While hematologic toxicity (neutropenia, thrombocytopenia, anemia) is more common in patients with HIV-CCV co-infection, most are corrected by dose changes and growth factors, and premature therapy withdrawal is rarely required. Decreases in absolute neutrophil counts below 500 cells/μL were observed in 13% of patients receiving Pegasys^® monotherapy and 11% of patients receiving Pegasys^®/ribavirin therapy. A decrease in platelets below 50,000 cells/μL was observed with Pegasys^® monotherapy in 10% of patients and with combination therapy in 8%. Anemia was reported in 7% of patients receiving Pegasys^® monotherapy and in 14% of patients receiving Pegasys^®/ ribavirin (Hb level –

Overdose

Symptoms: Cases of Pegasys^® overdose have been described when administered for 2 consecutive days (no weekly interval) and when administered daily for 1 week (total dose 1260 mcg per week). No unusual, serious and treatment-affecting adverse events were noted.

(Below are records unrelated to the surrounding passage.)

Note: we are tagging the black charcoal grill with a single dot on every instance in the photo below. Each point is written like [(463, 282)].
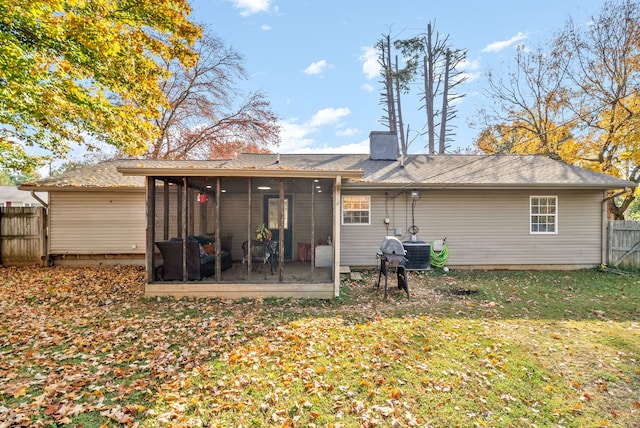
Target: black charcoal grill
[(392, 255)]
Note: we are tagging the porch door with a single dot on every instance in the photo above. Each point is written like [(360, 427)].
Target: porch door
[(271, 206)]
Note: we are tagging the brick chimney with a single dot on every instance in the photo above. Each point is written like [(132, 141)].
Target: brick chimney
[(383, 145)]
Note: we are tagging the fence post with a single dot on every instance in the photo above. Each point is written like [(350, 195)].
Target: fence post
[(610, 230)]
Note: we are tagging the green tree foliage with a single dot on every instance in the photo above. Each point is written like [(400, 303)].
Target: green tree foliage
[(577, 100), (85, 71)]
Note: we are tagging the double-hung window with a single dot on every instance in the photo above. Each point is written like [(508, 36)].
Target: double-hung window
[(543, 214), (356, 210)]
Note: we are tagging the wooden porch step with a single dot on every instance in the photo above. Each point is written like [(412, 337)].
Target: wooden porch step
[(345, 272), (355, 276)]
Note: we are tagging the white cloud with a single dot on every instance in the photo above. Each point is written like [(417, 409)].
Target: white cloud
[(298, 137), (370, 66), (328, 116), (250, 7), (348, 132), (349, 149), (317, 67), (367, 87), (498, 46)]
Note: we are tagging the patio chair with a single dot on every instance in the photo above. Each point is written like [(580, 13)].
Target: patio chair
[(260, 254)]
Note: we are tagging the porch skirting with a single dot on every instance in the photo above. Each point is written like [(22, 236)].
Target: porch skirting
[(240, 290)]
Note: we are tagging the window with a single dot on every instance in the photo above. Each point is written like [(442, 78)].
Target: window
[(544, 214), (356, 209)]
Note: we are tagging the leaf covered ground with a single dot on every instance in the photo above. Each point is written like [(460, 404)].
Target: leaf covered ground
[(83, 347)]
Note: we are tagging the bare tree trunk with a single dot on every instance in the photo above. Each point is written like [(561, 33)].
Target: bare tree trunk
[(445, 104), (428, 90), (388, 76), (403, 142)]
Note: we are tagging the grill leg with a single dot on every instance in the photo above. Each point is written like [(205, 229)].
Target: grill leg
[(403, 280)]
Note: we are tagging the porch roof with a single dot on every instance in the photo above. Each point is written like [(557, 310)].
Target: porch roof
[(268, 166)]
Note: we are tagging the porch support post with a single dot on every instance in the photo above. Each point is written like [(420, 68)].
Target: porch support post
[(179, 209), (337, 198), (249, 231), (313, 230), (151, 230), (281, 231), (165, 228), (218, 241), (191, 211), (183, 233)]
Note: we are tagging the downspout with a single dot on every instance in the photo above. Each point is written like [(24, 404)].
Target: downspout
[(337, 214), (37, 198), (604, 246)]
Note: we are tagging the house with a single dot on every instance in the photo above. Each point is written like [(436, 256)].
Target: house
[(11, 196), (326, 211)]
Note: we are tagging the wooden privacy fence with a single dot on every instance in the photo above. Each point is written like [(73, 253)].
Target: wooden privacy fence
[(623, 243), (23, 233)]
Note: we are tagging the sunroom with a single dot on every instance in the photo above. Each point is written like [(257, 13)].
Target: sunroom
[(220, 231)]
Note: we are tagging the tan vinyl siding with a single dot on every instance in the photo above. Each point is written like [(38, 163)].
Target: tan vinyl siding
[(197, 211), (484, 227), (233, 218), (97, 222)]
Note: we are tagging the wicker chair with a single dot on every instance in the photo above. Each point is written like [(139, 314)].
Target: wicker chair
[(198, 266)]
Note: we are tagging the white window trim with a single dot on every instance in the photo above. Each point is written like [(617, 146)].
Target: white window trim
[(555, 232), (343, 210)]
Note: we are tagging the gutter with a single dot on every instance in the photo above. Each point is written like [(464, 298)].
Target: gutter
[(37, 198)]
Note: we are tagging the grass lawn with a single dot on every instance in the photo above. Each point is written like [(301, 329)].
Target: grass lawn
[(81, 346)]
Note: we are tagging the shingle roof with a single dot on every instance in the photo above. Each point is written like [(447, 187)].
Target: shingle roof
[(102, 175), (418, 170)]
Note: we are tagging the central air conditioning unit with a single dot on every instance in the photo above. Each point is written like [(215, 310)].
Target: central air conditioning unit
[(418, 255)]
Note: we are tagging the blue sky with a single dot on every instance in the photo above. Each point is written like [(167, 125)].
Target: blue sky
[(314, 59)]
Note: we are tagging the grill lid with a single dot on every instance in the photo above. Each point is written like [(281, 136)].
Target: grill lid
[(392, 246)]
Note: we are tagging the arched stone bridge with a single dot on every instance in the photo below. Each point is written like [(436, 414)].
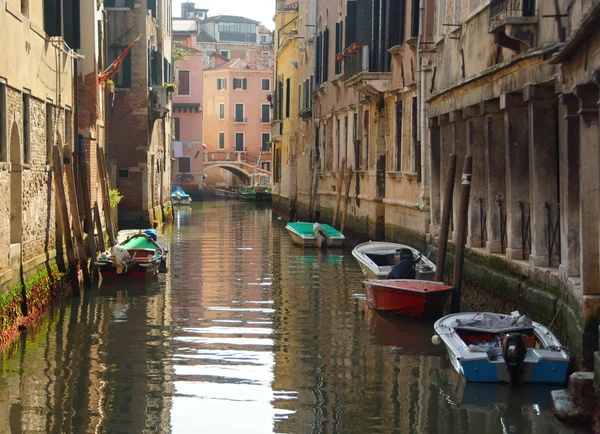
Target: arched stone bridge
[(239, 163)]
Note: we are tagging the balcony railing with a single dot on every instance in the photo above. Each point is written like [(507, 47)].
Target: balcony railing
[(356, 62), (500, 9)]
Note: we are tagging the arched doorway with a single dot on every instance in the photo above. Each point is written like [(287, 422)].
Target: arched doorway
[(16, 186)]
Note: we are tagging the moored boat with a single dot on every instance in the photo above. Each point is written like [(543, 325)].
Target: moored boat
[(378, 258), (258, 189), (415, 298), (137, 257), (497, 348), (308, 234)]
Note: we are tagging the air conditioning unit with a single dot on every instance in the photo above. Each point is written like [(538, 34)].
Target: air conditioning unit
[(159, 99)]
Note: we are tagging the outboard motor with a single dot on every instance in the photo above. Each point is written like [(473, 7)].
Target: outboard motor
[(321, 235), (405, 269), (514, 349)]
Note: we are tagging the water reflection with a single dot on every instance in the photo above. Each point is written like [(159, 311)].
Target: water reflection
[(245, 333)]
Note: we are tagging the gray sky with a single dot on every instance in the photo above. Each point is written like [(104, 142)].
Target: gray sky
[(259, 10)]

In clinical studies in renal cancer and chronic myeloleukemia the drug was administered in doses of up to 540 and 630 mcg per week.

The signs of toxicity limiting further use at these doses were weakness, increased liver enzyme activity, neutropenia and thrombocytopenia, which can also occur with treatment with conventional interferons.

Treatment: there is no specific antidote. Hemodialysis and peritoneal dialysis are ineffective.

Pregnancy use

Category C. The effect of Pegasys^® on fertility has not been studied. When peginterferon alfa-2a, as well as other alpha-interferons were administered, a prolongation of the menstrual cycle, with a decrease and a later onset of maximum concentrations of 17β-estradiol and progesterone in animals was noted. Normalization of the menstrual cycle was observed after withdrawal of the drug.

The effect of peginterferon alfa-2a on male fertility has not been studied. However, administration of interferon alfa-2a for 5 months had no effect on fertility in animals.

The teratogenic effects of Pegasys^® have not been studied. Interferon alfa-2a administration resulted in a significant increase in the number of spontaneous abortions in rhesus macaques. No teratogenic effects were observed in offspring born at term. However, when treated with Pegasys^®, as with other alpha interferons, women of childbearing age should use effective contraceptive methods.

Pegasis^® should not be prescribed during pregnancy.

It is not known whether Pegasys^® or components of the drug are excreted in the breast milk. To rule out adverse effects of Pegasys^® or ribavirin on the baby during lactation, either breastfeeding or therapy should be discontinued, given the potential benefits of therapy to the mother.

For combination with ribavirin: Category X.

Ribavirin has been shown in animal studies to have pronounced teratogenic effects and the ability to cause fetal death. Ribavirin is contraindicated in pregnant women and men whose partners are pregnant.

Ribavirin therapy should not be prescribed until a negative pregnancy test has been performed immediately before the intended start of therapy. Women who are fertile or men whose partners are fertile should be informed about the teratogenic effects of ribavirin and the need for effective contraception (at least 2 methods) during treatment and for 6 months after completion of therapy (see the instructions for the medical use of ribavirin).